Il allongea le cou pour jeter un coup d'œil l'anti-chambre était toujours pleine. Pas un fonctionnaire, pas un solliciteur, n'avait bougé. Les trois préfets causaient dans leur coin; les deux dames, devant la table, s'appuyaient du bout de leurs doigts, un peu lasses; les mêmes têtes, aux mêmes places, demeuraient fixes et muettes, le long des murs, contre les dossiers de velours rouge. Alors, il quitta son cabinet, en donnant à Merle l'ordre de retenir le préfet de la Somme et le directeur du Vœu national.

Mme Rougon, un peu souffrante, était partie la veille pour le Midi, où elle devait passer un mois; elle avait un oncle du côté de Pau. Delestang, chargé d'une mission très importante au sujet d'une question agricole, se trouvait en Italie depuis six semaines. Et c'était ainsi que le ministre, avec lequel Clorinde voulait causer longuement, l'avait invitée à venir déjeuner au ministère, en garçons.

Elle l'attendait patiemment, en feuilletant un traité de droit administratif, qui traînait sur une table.

«Vous devez avoir l'estomac dans les talons, lui dit-il gaiement. J'ai été débordé, ce matin.» Et il lui offrit le bras, il la conduisit à la salle à manger, une pièce immense, dans laquelle les deux couverts, mis sur une petite table devant la fenêtre, étaient comme perdus. Deux grands laquais servaient.
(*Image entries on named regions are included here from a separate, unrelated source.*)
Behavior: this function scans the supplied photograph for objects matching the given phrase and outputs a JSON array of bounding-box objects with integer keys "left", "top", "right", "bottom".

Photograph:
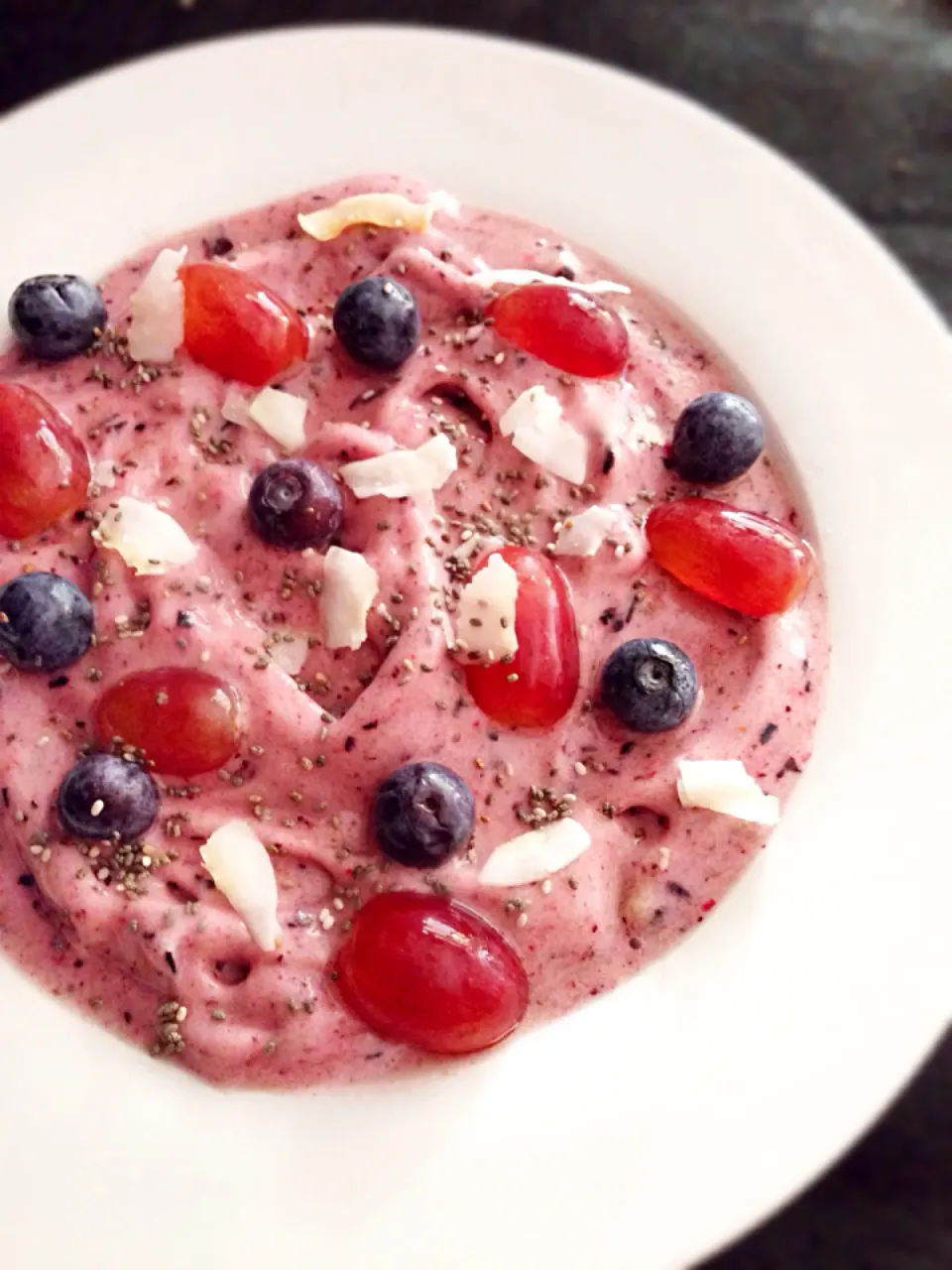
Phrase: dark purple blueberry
[
  {"left": 248, "top": 458, "right": 344, "bottom": 552},
  {"left": 0, "top": 572, "right": 92, "bottom": 673},
  {"left": 602, "top": 639, "right": 698, "bottom": 731},
  {"left": 669, "top": 393, "right": 765, "bottom": 485},
  {"left": 58, "top": 754, "right": 159, "bottom": 842},
  {"left": 334, "top": 273, "right": 420, "bottom": 371},
  {"left": 9, "top": 273, "right": 108, "bottom": 362},
  {"left": 373, "top": 762, "right": 476, "bottom": 869}
]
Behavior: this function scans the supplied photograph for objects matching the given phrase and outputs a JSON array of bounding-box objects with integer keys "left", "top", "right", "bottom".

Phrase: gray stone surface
[{"left": 0, "top": 0, "right": 952, "bottom": 1270}]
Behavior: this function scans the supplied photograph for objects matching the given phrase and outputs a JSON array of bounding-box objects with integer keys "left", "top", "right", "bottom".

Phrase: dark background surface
[{"left": 0, "top": 0, "right": 952, "bottom": 1270}]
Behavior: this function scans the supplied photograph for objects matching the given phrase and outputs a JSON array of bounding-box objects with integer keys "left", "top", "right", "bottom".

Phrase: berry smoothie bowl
[{"left": 0, "top": 177, "right": 828, "bottom": 1087}]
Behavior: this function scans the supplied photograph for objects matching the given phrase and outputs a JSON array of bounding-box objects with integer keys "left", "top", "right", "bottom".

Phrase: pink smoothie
[{"left": 0, "top": 177, "right": 828, "bottom": 1085}]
Rougon et Clorinde, très sobres tous les deux, mangèrent vite: quelques radis, une tranche de saumon froid, des côtelettes à la purée et un peu de fromage. Ils ne touchèrent pas au vin. Rougon, le matin, ne buvait que de l'eau. A peine échangèrent-ils dix paroles. Puis, quand les deux laquais, après avoir desservi, eurent apporté le café et les liqueurs, la jeune femme lui adressa un léger mouvement des sourcils, qu'il comprit parfaitement.

«C'est bien, dit-il, laissez-nous. Je sonnerai.» Les laquais sortirent. Alors, elle se leva, en donnant des tapes sur sa jupe pour faire tomber les miettes. Elle portait une robe de soie noire, trop grande, chargée de volants, si compliquée, qu'elle y était empaquetée, sans qu'on pût distinguer où se trouvaient ses hanches et sa gorge.

«Quelle halle! murmurait-elle, en allant au fond de la pièce. C'est un salon pour noces et repas de corps, votre salle à manger!» Et elle revint, ajoutant:

«Je voudrais bien fumer ma cigarette, moi!

—Diable! dit Rougon, c'est qu'il n'y a pas de tabac.

Je ne fume jamais.» Mais elle cligna les yeux, elle sortit de sa poche une petite blague en soie rouge brodée d'or, guère plus grosse qu'une bourse. Du bout de ses doigts minces, elle roula une cigarette. Puis, comme ils ne voulaient pas sonner, ce fut une chasse aux allumettes dans toute la pièce. Enfin, sur le coin d'un dressoir, ils trouvèrent trois allumettes, qu'elle emporta soigneusement. Et, la cigarette aux lèvres, allongée de nouveau sur sa chaise, elle se mit à boire son café par petites gorgées, en regardant Rougon bien en face, avec un sourire.

«Eh bien, je suis tout à vous, dit celui-ci, qui souriait également. Vous aviez à causer, causons.» Elle eut un geste d'insouciance.